Hemmet
(The Home)
by Mats Strandberg
reviewed by Michael O Jones
Unfortunately, horror has a bad reputation outside its fanbase. The same is true of all genre fiction, but Strandberg shows that genre merely provides extra tools for telling a story; it dictates neither the content nor the audience. Whilst Strandberg’s previous novel Färjan (Blood Cruise) dealt overtly with both internal and external conflicts, Hemmet puts a dampener on the latter in order to tell a haunting tale of dementia and the horror of seeing loved ones lose control of themselves.
Hemmet takes place on modern-day Sweden’s west coast, in a small town near Gothenburg. The novel begins right at the heart of the narrative; 39-year-old Joel has returned to his childhood home to care for his aging mother, Monika, who is suffering from dementia. But he can no longer care for her alone, and thus takes her to nearby Tallskuggan (Pineshadow), a home for dementia patients. There she will have trained staff to take care of her 24/7.
The other half of the story is Nina, a carer at the nursing home. Her own mother was a drunk, and she sought refuge with Joel and Monika. However, she betrayed Joel’s friendship twenty years ago, and has spoken to neither him nor Monika since, until Monika’s admission to Tallskuggan brings them back into her life. As a carer with years of experience of dementia patients, she has seen it all. Even so, something starts happening on D corridor after Monika’s arrival. The behaviour of the old folk changes, and Nina is unsure whether it really is dementia - or something equally sinister, but less natural.
Old Lillemor believes a guardian angel is watching over them, and ninety-five-year-old Wiborg believes her parents are calling her on the phone, but all the while Monika’s condition rapidly deteriorates. She says something is haunting her, she has ‘seizures’, tells people secrets about their dead relatives that she has no way of knowing. It seems a new guest arrived with her, but it is no guardian angel. Perhaps it’s from the other place.
Unlike Färjan, Hemmet is completely focused on two perspectives and a story affecting a small group of people. This is a good change, as in Strandberg’s previous novel the more important narrative threads had to fight for attention with less significant ones. However, one viewpoint conspicuous by its absence is Monika’s. The most important conflict in the novel is Monika’s fight to remain Monika, but we only get glimpses of this through Joel and Nina’s eyes. This means the novel does not have quite the narrative force it could have had; imagine slowly losing the memories of your husband who died too young, or forgetting the faces of your children. Or something you cannot fight destroying your self and taking over your body.

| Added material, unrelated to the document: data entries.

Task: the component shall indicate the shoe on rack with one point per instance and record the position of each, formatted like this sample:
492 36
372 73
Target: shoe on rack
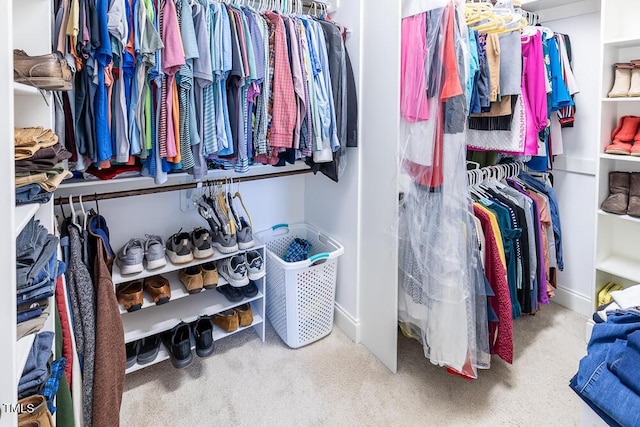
148 348
255 265
33 409
232 294
178 344
622 80
48 72
226 320
130 257
201 240
131 350
179 248
249 291
155 252
130 295
209 275
618 200
203 334
234 270
191 278
158 289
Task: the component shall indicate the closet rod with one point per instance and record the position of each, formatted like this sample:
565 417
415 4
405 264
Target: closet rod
177 187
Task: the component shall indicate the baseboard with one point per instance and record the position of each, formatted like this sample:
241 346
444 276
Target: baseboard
574 301
347 324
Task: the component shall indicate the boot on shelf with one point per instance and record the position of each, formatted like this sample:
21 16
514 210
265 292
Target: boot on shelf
618 200
634 195
634 86
622 80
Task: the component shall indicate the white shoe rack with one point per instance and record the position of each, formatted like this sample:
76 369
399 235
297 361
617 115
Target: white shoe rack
154 319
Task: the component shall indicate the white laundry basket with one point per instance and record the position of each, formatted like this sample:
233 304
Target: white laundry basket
300 296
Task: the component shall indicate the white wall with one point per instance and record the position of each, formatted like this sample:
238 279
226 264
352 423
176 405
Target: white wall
575 170
333 207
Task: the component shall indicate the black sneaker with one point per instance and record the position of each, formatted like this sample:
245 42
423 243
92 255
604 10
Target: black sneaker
178 344
203 334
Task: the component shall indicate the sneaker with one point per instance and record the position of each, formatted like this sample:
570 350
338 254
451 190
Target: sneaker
178 344
255 265
179 248
130 257
154 252
234 270
203 334
201 243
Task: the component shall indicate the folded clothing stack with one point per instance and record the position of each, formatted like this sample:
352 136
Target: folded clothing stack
37 269
40 164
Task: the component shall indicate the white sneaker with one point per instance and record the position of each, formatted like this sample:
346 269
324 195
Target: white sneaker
255 265
234 271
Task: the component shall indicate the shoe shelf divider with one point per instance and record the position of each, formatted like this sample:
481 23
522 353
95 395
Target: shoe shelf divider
154 319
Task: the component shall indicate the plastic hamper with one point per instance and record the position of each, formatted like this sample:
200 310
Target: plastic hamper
300 296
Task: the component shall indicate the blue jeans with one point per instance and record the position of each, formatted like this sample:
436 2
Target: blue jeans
32 193
596 383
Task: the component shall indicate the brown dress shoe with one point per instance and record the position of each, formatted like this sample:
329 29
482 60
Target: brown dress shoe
158 289
130 295
34 412
226 320
245 315
209 275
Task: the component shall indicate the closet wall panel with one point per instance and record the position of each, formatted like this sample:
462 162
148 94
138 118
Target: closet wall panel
342 199
574 171
379 101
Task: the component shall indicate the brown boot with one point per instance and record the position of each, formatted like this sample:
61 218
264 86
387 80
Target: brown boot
634 195
618 199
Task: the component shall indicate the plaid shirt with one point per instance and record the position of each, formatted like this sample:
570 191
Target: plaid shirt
283 112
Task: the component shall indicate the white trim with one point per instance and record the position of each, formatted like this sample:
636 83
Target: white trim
575 165
574 301
347 324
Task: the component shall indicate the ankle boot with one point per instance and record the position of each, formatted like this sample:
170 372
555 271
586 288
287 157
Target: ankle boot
634 195
627 129
618 200
622 80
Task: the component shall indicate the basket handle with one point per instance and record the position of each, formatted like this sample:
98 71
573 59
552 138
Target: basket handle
318 257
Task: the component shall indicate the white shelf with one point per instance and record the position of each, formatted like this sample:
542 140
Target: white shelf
77 186
620 157
622 42
218 334
620 217
23 348
23 214
118 277
177 291
20 89
620 266
161 318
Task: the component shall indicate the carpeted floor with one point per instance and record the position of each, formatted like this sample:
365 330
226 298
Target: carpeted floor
334 382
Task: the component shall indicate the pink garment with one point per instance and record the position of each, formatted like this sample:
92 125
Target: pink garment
172 60
283 121
534 90
414 105
500 334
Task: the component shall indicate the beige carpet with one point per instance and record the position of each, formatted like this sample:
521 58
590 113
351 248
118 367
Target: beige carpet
334 382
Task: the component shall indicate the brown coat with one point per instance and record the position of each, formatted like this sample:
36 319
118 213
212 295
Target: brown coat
110 359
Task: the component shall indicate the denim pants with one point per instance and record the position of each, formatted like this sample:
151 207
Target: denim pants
596 383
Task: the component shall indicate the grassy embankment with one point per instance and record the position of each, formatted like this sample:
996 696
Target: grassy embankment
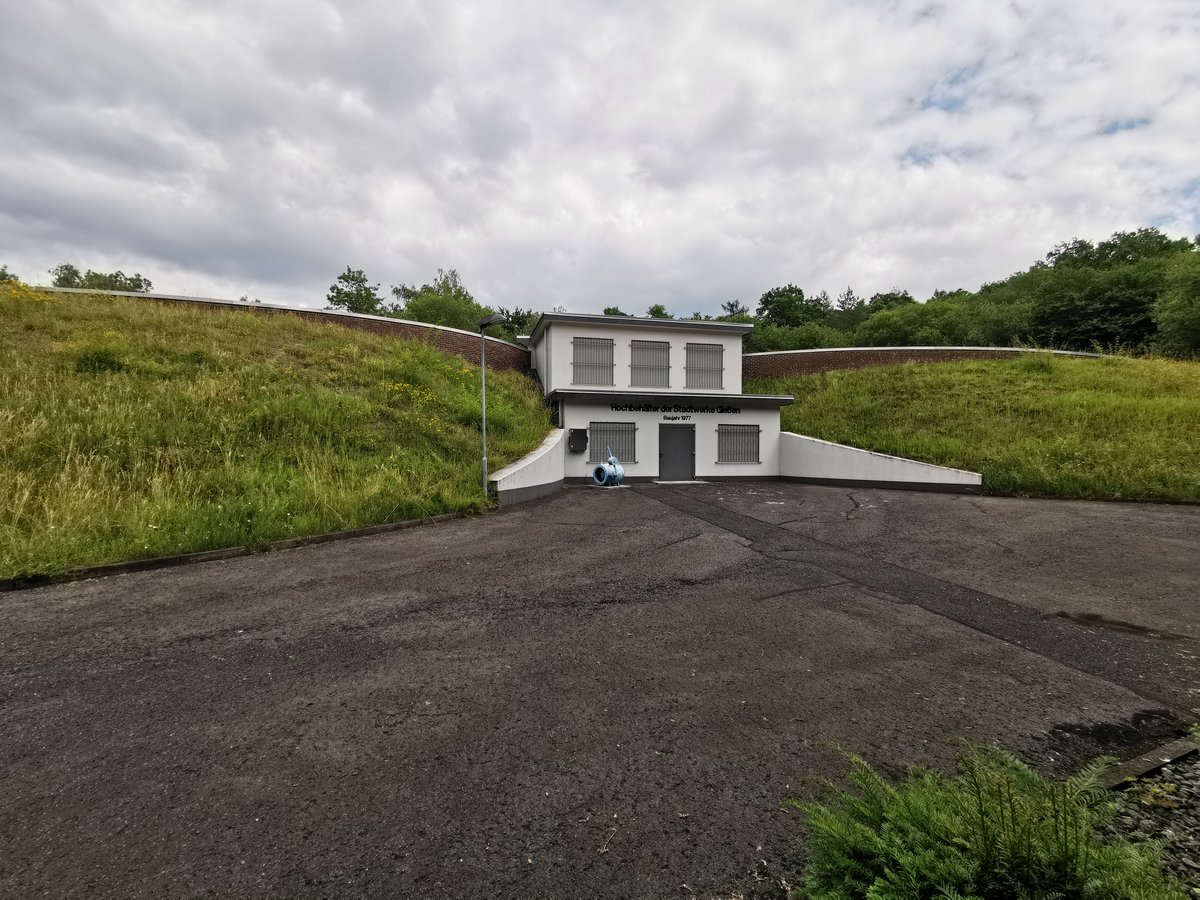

Don’t misunderstand me: this book is head and shoulders above other Nordic horror fiction I’ve read, even better than some books by a certain author in Maine. Perhaps my expectations were too high after Färjan (I’ve still not recovered from the death of a certain person just when it seemed the novel might have at least one happy ending), but it didn’t have the same edge-of-your-seat-stay-awake-reading-until-1a.m.-on-a-schoolnight tension as its predecessor. In addition, the subplot of Joel’s substance abuse, his conflict with his brother Björn and Nina’s unhappy marriage could have been better developed.

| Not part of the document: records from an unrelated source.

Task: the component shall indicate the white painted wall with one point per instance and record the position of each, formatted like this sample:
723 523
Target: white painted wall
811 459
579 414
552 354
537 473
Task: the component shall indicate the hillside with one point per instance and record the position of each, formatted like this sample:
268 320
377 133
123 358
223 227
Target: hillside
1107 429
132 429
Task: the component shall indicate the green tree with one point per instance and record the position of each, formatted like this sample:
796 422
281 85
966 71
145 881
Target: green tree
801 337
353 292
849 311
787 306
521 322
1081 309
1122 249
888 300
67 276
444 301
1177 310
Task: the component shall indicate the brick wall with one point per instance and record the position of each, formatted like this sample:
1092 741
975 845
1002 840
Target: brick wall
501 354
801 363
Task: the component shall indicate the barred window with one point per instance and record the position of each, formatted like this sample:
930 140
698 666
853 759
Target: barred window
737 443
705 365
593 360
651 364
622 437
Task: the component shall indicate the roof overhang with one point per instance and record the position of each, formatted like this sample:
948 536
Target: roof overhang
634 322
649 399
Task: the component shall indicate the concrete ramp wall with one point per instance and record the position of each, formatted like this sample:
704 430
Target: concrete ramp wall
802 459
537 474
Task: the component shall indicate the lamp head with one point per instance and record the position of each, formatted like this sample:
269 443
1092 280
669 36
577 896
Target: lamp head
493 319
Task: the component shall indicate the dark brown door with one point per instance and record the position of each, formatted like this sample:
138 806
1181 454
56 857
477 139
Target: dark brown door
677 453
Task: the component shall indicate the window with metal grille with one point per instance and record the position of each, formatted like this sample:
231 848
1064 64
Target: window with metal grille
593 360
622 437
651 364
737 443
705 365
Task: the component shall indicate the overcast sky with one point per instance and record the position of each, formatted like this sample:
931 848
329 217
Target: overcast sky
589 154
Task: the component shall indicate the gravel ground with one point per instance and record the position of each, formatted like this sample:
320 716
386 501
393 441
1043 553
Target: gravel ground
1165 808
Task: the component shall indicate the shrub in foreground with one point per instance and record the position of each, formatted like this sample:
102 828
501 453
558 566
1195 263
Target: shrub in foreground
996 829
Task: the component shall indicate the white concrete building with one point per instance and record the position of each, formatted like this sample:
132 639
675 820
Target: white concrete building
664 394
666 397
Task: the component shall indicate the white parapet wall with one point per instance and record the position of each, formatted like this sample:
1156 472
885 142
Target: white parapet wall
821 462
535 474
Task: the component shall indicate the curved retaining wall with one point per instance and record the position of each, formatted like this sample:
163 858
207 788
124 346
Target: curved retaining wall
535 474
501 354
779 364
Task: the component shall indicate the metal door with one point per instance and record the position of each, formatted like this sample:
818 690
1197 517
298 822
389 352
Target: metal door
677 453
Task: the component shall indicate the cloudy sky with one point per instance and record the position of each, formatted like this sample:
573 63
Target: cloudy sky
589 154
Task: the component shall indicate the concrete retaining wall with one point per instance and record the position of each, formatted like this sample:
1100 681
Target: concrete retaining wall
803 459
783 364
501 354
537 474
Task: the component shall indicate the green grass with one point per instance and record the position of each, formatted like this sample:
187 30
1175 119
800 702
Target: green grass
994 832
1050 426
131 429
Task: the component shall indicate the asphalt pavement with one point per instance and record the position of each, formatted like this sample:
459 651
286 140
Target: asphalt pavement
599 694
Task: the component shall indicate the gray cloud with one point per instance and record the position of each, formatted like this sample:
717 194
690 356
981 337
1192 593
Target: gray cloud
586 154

Horror in a mental health facility can easily become a cliché, but Strandberg has successfully made Tallskuggan a cliché-free zone. This novel should appeal to readers of John Ajvide Lindqvist and Stephen King’s earlier work.
Hemmet
Norstedts, 2017
387 pp
Rights: Grand Agency
Strandberg's second horror novel, The Home, secures his spot as a master of horror. He has compared it to “a mix of The Exorcist and Cocoon”.